Bacteria-based tumor therapy has recently attracted wide attentions due to its unique capability in targeting tumors and preferentially colonizing the core area of the tumor. Various therapeutic genes are also harbored into these engineering bacteria to enhance their anti-tumor efficacy. However, it is difficult to spatiotemporally control the expression of these inserted genes in the tumor site. Here, we engineer an ultrasound-responsive bacterium (URB) which can induce the expression of exogenous genes in an ultrasound-controllable manner.
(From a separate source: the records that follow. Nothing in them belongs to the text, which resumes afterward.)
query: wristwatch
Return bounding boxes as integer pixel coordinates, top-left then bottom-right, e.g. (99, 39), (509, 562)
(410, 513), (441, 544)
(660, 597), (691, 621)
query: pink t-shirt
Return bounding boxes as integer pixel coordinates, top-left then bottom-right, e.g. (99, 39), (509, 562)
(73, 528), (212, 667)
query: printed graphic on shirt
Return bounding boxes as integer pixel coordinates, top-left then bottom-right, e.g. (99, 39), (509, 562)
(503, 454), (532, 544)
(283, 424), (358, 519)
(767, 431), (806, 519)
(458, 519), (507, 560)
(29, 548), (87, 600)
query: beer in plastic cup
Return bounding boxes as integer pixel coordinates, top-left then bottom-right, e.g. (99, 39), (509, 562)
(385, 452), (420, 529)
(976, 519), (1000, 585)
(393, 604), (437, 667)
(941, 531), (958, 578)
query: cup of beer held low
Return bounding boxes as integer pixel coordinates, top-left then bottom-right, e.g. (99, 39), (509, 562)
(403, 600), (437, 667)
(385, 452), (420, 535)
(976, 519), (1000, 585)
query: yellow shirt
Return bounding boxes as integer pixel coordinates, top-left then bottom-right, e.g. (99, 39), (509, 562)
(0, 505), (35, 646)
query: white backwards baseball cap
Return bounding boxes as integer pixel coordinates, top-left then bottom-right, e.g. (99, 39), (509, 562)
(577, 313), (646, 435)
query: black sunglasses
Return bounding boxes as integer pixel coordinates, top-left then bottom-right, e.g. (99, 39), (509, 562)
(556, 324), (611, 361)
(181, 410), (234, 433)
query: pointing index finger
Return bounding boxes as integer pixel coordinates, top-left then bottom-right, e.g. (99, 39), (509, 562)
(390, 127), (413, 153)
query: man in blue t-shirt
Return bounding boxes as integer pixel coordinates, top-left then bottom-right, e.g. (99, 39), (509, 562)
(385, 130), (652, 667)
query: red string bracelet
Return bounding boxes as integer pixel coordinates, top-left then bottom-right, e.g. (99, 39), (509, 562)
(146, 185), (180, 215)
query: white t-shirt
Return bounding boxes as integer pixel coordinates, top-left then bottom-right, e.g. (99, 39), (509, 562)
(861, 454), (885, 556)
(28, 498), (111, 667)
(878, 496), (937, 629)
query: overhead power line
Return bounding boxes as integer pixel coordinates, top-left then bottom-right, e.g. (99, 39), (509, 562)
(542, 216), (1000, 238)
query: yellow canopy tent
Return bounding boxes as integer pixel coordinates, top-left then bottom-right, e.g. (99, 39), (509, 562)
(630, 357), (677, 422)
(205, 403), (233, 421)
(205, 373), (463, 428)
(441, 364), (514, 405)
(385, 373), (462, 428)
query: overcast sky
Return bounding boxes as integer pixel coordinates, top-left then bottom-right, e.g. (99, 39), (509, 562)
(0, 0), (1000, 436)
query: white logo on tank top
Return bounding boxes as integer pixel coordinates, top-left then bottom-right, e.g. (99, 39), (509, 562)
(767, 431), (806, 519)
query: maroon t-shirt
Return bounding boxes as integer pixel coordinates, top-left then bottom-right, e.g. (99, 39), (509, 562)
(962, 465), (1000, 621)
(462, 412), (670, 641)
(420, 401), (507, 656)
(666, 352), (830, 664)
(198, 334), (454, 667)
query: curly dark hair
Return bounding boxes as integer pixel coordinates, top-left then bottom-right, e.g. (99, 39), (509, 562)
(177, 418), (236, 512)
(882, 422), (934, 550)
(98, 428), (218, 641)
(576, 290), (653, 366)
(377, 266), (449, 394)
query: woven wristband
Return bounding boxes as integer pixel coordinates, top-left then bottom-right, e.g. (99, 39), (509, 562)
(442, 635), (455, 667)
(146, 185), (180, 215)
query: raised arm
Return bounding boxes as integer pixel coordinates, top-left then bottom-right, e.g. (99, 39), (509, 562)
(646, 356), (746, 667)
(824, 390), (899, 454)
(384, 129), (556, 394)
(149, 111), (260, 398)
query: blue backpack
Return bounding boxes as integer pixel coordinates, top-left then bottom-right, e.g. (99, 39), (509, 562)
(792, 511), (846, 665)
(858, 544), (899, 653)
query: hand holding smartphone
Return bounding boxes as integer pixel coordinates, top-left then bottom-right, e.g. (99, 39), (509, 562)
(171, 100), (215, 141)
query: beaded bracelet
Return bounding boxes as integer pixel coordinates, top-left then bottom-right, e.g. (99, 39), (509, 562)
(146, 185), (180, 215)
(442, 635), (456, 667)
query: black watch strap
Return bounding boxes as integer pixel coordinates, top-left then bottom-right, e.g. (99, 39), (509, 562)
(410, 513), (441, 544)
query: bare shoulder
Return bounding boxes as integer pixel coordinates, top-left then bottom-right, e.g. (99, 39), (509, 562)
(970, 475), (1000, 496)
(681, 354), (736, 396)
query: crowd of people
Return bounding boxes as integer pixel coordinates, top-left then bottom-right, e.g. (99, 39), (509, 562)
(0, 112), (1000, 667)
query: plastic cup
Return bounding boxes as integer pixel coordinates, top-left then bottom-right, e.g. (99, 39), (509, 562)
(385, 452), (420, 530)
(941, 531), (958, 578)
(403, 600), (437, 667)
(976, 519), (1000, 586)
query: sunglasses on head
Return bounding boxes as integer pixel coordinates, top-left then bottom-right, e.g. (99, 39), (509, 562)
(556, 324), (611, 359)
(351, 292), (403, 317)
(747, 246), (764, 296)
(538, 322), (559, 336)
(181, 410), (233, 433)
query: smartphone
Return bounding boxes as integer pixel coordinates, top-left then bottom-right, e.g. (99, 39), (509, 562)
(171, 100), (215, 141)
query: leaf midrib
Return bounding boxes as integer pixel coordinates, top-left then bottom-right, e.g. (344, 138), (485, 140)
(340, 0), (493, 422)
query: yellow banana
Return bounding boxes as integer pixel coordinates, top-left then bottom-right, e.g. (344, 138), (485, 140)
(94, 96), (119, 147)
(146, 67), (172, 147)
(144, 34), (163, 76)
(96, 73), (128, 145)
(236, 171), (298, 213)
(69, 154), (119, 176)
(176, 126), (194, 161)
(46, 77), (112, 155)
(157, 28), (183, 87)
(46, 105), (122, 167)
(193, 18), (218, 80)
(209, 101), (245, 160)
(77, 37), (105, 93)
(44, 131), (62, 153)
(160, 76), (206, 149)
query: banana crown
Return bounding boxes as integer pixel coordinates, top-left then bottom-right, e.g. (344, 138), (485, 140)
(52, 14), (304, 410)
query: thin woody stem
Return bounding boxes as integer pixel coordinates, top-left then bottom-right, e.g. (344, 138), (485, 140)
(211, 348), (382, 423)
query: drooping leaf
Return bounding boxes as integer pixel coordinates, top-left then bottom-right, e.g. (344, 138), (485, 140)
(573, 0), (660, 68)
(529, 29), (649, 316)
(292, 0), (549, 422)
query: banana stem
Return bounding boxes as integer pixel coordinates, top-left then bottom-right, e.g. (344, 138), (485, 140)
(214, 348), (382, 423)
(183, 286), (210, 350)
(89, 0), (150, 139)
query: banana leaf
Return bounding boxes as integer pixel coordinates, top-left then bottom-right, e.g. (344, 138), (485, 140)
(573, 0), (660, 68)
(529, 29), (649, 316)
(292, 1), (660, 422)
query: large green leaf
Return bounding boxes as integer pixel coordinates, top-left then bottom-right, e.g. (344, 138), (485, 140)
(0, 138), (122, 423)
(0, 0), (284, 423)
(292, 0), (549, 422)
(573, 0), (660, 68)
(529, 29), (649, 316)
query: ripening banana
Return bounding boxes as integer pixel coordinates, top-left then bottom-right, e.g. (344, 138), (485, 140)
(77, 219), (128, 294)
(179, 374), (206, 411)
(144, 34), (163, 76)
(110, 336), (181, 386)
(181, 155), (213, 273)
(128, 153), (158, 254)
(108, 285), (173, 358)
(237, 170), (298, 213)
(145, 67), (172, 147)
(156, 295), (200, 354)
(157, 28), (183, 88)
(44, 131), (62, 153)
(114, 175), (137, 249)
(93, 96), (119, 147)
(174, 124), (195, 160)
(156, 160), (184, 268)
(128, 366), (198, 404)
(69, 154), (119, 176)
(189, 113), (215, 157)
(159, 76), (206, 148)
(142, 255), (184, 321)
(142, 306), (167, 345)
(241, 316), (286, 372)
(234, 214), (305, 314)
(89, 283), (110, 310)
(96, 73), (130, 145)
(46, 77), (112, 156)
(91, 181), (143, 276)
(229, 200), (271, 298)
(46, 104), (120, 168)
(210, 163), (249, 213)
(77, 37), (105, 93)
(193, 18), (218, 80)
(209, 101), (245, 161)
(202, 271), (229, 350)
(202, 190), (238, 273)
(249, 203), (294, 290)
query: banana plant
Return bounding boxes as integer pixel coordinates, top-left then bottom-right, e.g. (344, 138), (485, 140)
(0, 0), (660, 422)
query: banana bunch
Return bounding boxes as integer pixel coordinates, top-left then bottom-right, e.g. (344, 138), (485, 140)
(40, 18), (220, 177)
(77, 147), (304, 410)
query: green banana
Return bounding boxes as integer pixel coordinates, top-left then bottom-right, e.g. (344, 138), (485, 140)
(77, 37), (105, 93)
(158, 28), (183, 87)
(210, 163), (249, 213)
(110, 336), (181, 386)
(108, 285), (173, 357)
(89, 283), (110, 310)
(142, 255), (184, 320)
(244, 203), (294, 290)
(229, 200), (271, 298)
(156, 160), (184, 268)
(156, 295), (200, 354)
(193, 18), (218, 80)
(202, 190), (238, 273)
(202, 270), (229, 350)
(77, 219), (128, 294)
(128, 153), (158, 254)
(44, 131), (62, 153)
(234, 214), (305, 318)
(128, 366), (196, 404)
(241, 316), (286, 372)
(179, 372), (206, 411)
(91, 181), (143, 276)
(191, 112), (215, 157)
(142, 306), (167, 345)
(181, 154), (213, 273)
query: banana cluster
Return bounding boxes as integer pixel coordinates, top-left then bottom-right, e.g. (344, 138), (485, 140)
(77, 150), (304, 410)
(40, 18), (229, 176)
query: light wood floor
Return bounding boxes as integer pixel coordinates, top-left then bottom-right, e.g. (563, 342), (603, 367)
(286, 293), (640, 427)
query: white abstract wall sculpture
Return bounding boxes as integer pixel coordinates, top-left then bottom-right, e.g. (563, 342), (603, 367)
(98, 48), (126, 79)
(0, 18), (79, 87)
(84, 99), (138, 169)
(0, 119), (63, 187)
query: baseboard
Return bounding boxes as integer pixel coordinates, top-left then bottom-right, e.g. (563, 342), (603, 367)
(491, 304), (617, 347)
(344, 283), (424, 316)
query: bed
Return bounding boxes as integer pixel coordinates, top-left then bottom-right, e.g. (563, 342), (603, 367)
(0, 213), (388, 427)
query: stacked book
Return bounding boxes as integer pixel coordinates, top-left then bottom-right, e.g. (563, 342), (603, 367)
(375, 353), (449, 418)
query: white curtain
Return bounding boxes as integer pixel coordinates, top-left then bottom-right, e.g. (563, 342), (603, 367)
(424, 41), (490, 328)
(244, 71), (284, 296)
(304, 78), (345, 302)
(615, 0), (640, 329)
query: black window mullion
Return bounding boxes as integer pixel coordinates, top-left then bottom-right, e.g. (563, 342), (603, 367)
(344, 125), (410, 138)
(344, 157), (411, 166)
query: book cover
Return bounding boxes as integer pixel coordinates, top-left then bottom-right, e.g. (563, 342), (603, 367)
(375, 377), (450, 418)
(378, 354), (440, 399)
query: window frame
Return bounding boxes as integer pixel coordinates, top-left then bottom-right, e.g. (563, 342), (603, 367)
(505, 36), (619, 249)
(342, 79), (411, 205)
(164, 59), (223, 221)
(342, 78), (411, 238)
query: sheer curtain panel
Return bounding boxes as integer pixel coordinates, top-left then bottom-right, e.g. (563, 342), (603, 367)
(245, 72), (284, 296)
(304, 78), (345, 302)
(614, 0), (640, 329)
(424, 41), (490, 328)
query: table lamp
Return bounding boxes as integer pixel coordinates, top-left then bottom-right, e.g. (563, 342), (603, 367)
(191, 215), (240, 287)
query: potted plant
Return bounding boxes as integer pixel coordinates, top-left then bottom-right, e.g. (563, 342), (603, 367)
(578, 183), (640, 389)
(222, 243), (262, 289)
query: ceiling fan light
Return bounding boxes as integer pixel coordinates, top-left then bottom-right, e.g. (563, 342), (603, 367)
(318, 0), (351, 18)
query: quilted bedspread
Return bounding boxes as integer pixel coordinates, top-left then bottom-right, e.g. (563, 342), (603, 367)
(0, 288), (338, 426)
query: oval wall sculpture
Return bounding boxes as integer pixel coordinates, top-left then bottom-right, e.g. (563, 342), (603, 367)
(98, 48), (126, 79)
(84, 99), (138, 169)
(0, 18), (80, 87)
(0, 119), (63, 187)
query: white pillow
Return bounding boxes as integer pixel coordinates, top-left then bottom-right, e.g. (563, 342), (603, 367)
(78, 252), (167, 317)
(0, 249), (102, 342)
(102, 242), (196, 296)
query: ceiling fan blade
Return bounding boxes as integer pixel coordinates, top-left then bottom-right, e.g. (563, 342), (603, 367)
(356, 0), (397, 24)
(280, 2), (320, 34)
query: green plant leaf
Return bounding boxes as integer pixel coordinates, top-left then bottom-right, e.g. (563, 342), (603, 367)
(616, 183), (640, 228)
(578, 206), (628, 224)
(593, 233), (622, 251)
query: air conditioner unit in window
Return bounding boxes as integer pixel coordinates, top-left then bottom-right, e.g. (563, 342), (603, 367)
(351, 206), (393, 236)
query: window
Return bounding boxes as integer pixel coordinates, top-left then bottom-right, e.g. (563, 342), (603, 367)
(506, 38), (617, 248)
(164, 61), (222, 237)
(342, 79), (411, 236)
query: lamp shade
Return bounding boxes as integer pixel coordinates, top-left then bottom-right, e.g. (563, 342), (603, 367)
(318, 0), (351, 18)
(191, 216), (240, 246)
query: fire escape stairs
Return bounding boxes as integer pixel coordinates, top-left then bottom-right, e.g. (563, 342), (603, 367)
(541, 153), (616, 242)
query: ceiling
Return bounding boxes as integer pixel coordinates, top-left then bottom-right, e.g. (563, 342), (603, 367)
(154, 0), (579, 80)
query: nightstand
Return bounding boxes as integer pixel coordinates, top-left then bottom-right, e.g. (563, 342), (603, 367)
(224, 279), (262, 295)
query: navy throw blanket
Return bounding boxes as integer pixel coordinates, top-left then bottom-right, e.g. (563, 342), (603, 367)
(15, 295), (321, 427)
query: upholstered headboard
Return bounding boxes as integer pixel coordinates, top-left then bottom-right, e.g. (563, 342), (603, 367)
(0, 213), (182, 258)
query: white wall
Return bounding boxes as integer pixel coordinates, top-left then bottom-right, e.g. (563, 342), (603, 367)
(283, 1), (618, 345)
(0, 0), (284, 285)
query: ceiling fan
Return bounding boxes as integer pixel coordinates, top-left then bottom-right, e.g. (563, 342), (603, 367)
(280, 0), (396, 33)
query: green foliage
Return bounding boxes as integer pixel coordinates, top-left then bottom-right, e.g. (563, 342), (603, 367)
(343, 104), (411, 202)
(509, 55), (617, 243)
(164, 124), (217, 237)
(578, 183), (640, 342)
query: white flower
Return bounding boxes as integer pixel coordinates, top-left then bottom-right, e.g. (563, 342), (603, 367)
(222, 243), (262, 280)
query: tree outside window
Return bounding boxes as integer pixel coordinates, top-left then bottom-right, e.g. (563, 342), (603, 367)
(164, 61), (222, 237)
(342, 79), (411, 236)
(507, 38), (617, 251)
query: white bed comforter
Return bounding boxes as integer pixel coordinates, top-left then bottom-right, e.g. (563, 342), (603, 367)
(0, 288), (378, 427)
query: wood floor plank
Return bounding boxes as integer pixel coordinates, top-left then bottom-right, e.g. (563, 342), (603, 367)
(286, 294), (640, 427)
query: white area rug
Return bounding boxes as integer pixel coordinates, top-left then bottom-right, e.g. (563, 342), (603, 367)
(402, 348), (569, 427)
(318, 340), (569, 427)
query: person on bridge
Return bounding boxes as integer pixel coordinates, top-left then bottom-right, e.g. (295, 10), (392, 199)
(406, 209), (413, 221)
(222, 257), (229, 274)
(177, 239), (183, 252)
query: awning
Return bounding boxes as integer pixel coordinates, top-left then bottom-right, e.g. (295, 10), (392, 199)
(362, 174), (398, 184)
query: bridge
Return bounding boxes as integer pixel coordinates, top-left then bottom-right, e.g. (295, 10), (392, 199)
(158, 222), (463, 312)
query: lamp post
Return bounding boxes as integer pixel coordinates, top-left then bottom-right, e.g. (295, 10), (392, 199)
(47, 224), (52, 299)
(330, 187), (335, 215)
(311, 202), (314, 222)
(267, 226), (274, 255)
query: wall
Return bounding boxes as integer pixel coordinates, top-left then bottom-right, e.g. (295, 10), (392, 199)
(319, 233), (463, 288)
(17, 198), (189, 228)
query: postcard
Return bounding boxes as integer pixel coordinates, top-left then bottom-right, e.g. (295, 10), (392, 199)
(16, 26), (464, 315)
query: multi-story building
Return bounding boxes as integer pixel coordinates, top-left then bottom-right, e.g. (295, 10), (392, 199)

Owing to the advantage of ultrasound in tissue penetration, an acoustic remote control of bacterial gene expression can be realized by designing a temperature-actuated genetic switch. Cytokine interferon-γ (IFN-γ), an important immune regulatory molecule that plays a significant role in tumor immunotherapy, is used to test the system. Our results show that brief hyperthermia induced by focused ultrasound promotes the expression of IFN-γ gene, improving anti-tumor efficacy of URB in vitro and in vivo. Our study provides an alternative strategy for bacteria-mediated tumor immunotherapy. Several approaches have been recently proposed to engineer bacteria for cancer immunotherapy. Here the authors design an ultrasound-responsive bacterium for the controlled release of IFNy at the tumor site, promoting anti-tumor immune responses in preclinical models.